Nella specie la CTR si è conformata ai principi di diritto sopra affermati e con motivazione esaustiva ha evidenziato che il valore venale era stato attribuito ai sensi dell’art. 3 del Regolamento ICI, con la riduzione del 30% in considerazione della mancanza completa di opere di urbanizzazione primaria nella zona interessata.

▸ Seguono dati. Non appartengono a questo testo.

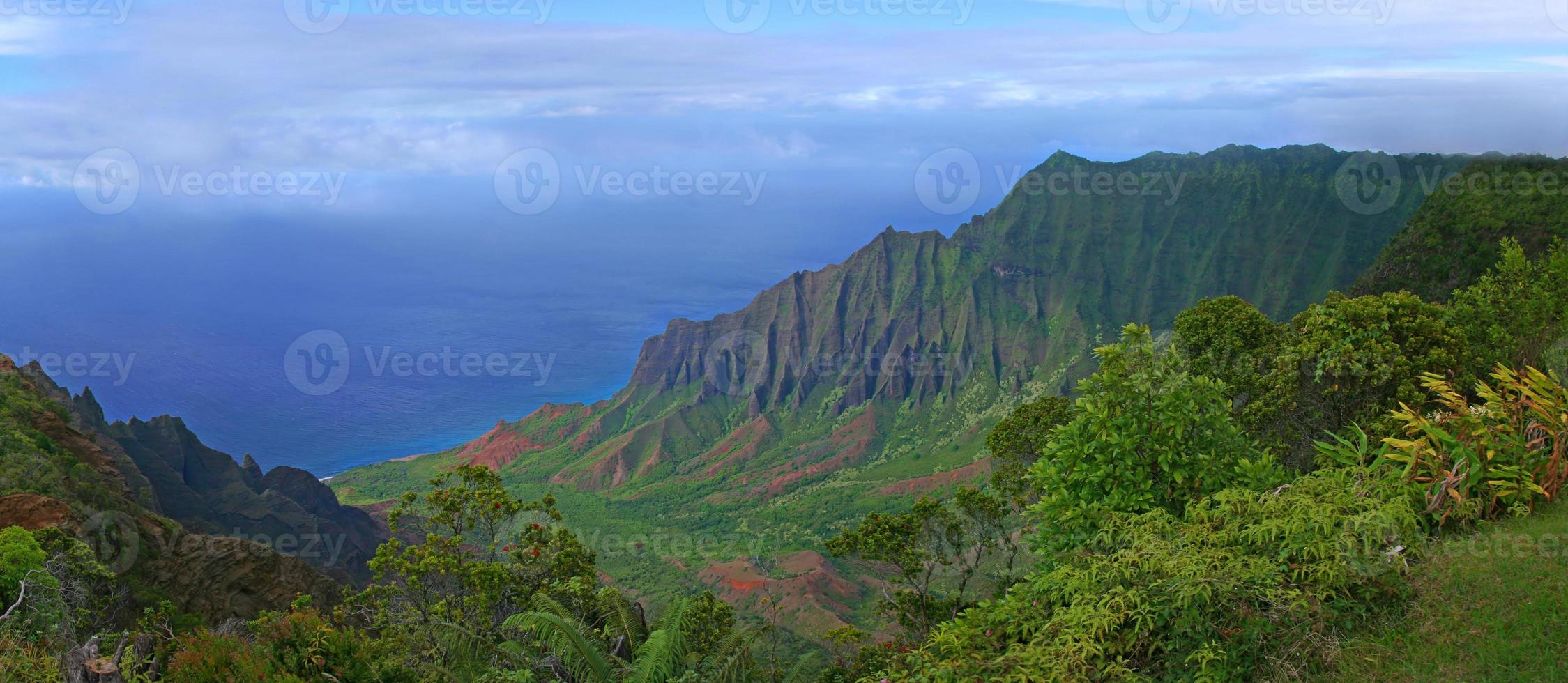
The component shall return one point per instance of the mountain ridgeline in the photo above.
(844, 389)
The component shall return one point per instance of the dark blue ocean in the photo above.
(192, 309)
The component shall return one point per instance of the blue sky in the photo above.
(410, 143)
(405, 94)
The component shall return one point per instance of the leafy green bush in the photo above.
(1514, 314)
(1018, 440)
(1354, 361)
(1231, 340)
(29, 594)
(1244, 583)
(932, 555)
(1145, 436)
(287, 646)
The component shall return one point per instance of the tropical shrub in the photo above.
(29, 592)
(1352, 361)
(1482, 459)
(625, 647)
(482, 560)
(1514, 314)
(932, 555)
(1147, 434)
(1017, 444)
(1231, 340)
(1244, 583)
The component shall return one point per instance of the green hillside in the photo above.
(1452, 240)
(860, 386)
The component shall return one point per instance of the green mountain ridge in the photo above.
(852, 387)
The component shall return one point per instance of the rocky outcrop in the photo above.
(32, 511)
(57, 470)
(222, 577)
(209, 492)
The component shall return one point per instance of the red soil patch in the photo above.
(813, 597)
(739, 447)
(32, 511)
(499, 447)
(940, 479)
(852, 442)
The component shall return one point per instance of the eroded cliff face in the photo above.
(1013, 298)
(60, 470)
(851, 387)
(207, 491)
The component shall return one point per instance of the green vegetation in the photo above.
(1147, 434)
(1456, 237)
(1490, 606)
(841, 392)
(1233, 505)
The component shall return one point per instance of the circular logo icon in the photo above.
(317, 362)
(1157, 16)
(529, 182)
(107, 182)
(114, 539)
(317, 16)
(1368, 182)
(1558, 10)
(736, 359)
(947, 182)
(738, 16)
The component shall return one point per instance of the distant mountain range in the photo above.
(853, 387)
(740, 442)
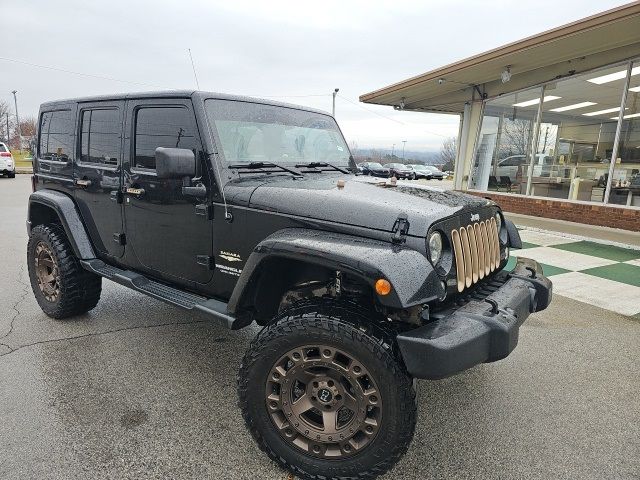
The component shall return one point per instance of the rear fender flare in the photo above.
(65, 209)
(412, 277)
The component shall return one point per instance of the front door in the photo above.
(169, 234)
(98, 174)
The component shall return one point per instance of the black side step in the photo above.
(136, 281)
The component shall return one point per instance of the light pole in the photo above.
(333, 110)
(15, 100)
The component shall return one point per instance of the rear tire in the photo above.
(61, 286)
(342, 365)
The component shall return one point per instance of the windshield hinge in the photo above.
(400, 229)
(204, 210)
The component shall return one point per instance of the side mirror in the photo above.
(175, 163)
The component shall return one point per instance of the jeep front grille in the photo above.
(477, 251)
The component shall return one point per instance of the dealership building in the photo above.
(549, 125)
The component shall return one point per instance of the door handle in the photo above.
(136, 192)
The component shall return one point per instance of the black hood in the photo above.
(362, 201)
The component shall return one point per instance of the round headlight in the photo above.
(435, 247)
(498, 222)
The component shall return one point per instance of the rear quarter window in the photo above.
(56, 135)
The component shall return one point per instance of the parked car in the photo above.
(373, 169)
(249, 211)
(7, 164)
(399, 170)
(426, 171)
(515, 165)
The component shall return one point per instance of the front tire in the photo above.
(324, 393)
(61, 286)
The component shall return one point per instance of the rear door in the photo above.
(98, 174)
(167, 233)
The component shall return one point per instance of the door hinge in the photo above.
(116, 196)
(206, 261)
(120, 238)
(400, 229)
(204, 210)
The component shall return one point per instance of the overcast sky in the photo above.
(294, 51)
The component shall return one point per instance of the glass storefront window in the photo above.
(576, 136)
(625, 184)
(570, 156)
(504, 142)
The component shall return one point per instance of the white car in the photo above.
(7, 164)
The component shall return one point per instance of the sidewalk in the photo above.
(595, 272)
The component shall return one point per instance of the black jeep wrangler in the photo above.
(252, 211)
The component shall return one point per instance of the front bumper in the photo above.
(481, 331)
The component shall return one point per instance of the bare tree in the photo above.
(448, 153)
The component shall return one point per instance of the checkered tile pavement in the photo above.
(602, 275)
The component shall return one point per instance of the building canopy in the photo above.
(578, 47)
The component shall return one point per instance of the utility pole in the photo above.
(15, 99)
(333, 110)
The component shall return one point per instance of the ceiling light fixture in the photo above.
(613, 76)
(536, 101)
(631, 115)
(505, 76)
(574, 106)
(602, 112)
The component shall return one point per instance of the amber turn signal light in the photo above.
(383, 287)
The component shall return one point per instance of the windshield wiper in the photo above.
(321, 164)
(258, 165)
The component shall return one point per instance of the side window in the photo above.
(161, 127)
(43, 130)
(56, 135)
(100, 136)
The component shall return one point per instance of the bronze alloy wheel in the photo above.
(323, 401)
(47, 273)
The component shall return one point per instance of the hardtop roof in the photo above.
(199, 94)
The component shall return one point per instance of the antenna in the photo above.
(194, 69)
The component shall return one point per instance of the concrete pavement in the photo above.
(139, 389)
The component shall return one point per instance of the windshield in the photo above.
(253, 132)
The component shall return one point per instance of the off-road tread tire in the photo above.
(343, 320)
(79, 289)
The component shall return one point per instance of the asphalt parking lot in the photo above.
(139, 389)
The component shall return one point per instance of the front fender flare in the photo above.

La CTR ha altresì evidenziato che tale stima appariva congrua alla luce degli atti di vendita prodotti dall’ente locale, relativi a terreni pure ricadenti nel F. 1 del Comune di Pietramelara, con analoga destinazione, per i quali, nell’anno 1998, era stato convenuto un prezzo di circa Euro 7 mq.

Il ricorso va pertanto rigettato.

Nulla sulle spese in considerazione del fatto che il Comune intimato non ha spiegato difese.

Ai sensi del D.P.R. n. 115 del 2002, art. 13, comma 1-quater, dà atto della sussistenza dei presupposti per il versamento, da parte del ricorrente, dell’ulteriore importo a titolo di contributo unificato pari a quello dovuto ai sensi del D.P.R. n. 115 del 2002, art. 13, comma 1 quater.

P.Q.M.

La Corte rigetta il ricorso.

Ai sensi del D.P.R. n. 115 del 2002, art. 13, comma 1 quater, dà atto della sussistenza dei presupposti per il versamento, da parte del ricorrente, dell’ulteriore importo a titolo di contributo unificato pari a quello dovuto ai sensi del D.P.R. n. 115 del 2002, art. 13, comma 1 quater.

Così deciso in Roma, nella camera di consiglio, il 17 aprile 2019.